Sympa
- Type: Private
- Industry: Software
- Founded: 2005
- Headquarters: Finland
- Products: HRIS, HR Software
- Website: www.sympa.com

= Sympa (company) =

Sympa Ltd. was founded in 2005 in Lahti, Finland, by Keijo Karjalainen and Taina Karjalainen. Initially launched as a local HR software solution, Sympa has grown into one of the fastest-growing HR suite vendors in the Nordic region, expanding its presence across Europe.

==History==
In 2013 Red Herring magazine featured Sympa as one of Europe's most promising startups and included the company on The Red Herring Top 100 Europe list.

In 2016, the Swedish investment firm Alfvén & Didrikson acquired a minority stake in Sympa to support its international growth. Four years later, in August 2020, Providence Strategic Growth (PSG), the growth equity affiliate of Providence Equity Partners, made a majority investment in the company. The investment aimed to accelerate Sympa’s product development, enable strategic mergers and acquisitions, and further expand its European footprint. Following the deal, Alfvén & Didrikson retained a minority stake alongside Sympa’s founding team.

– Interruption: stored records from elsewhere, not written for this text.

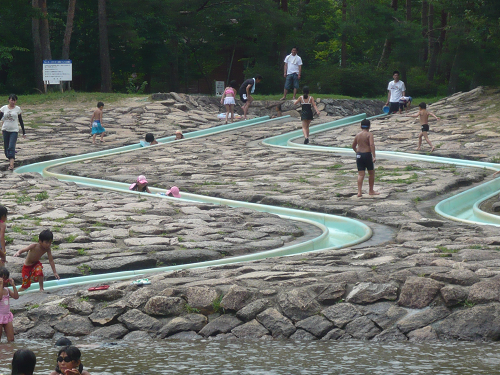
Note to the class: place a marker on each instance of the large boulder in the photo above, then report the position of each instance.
(418, 292)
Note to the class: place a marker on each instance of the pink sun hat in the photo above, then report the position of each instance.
(174, 190)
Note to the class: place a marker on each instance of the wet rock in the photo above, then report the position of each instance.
(105, 295)
(201, 298)
(47, 313)
(329, 293)
(250, 311)
(277, 324)
(369, 292)
(298, 304)
(165, 306)
(453, 294)
(422, 318)
(115, 331)
(418, 292)
(341, 314)
(136, 320)
(74, 325)
(302, 335)
(391, 334)
(77, 306)
(362, 328)
(475, 323)
(223, 324)
(485, 291)
(236, 298)
(189, 322)
(459, 277)
(189, 335)
(106, 316)
(423, 334)
(22, 324)
(384, 314)
(317, 325)
(250, 330)
(335, 334)
(41, 331)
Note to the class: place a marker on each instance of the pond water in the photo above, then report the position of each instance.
(268, 357)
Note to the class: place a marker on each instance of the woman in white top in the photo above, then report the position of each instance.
(11, 116)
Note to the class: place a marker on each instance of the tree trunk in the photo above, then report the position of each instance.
(104, 48)
(425, 49)
(69, 29)
(343, 48)
(37, 47)
(455, 70)
(44, 31)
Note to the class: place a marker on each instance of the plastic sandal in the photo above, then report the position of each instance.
(102, 287)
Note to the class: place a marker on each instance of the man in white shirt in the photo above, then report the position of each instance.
(396, 90)
(292, 73)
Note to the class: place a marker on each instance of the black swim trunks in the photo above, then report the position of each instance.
(364, 161)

At the time of the PSG investment, Sympa had 140 employees across 8 offices in 5 countries and was used by over 700 organisations, including companies such as BMW, Dustin, and Byggmax. The platform was reportedly accessed more than 650,000 times per month across more than 100 countries.

== Platform ==
Sympa is a human resources information system (HRIS) developed in Finland. Designed for mid-sized to large organisations, the platform supports the full employee lifecycle and is used by companies operating in multiple countries in Europe and the rest of the world. Sympa is known for its focus on configurability, local compliance and extensive integration capabilities.

Sympa operates as a software as a service (SaaS) model and its platform offers tools to manage the full range of HR processes including employee lifecycle management, onboarding, performance reviews, learning and development, compensation and offboarding. Its design supports multi-country and multi-entity organisations, allowing HR teams to align global people strategies while maintaining local compliance with employment laws and practices.

A key feature of the platform is Scenarios, a workforce planning tool that enables HR professionals and business leaders to model organisational changes. This functionality supports strategic decision-making and cross-functional collaboration.

Sympa also includes extensive reporting and analytics tools tailored to HR needs. The system offers dynamic and customisable reports for tracking metrics like headcount, compensation and pay transparency, as well as reports that support compliance with regulations such as GDPR and ESG.

The system integrates with hundreds of third-party applications and offers an open API to support custom workflows and data synchronisation across systems.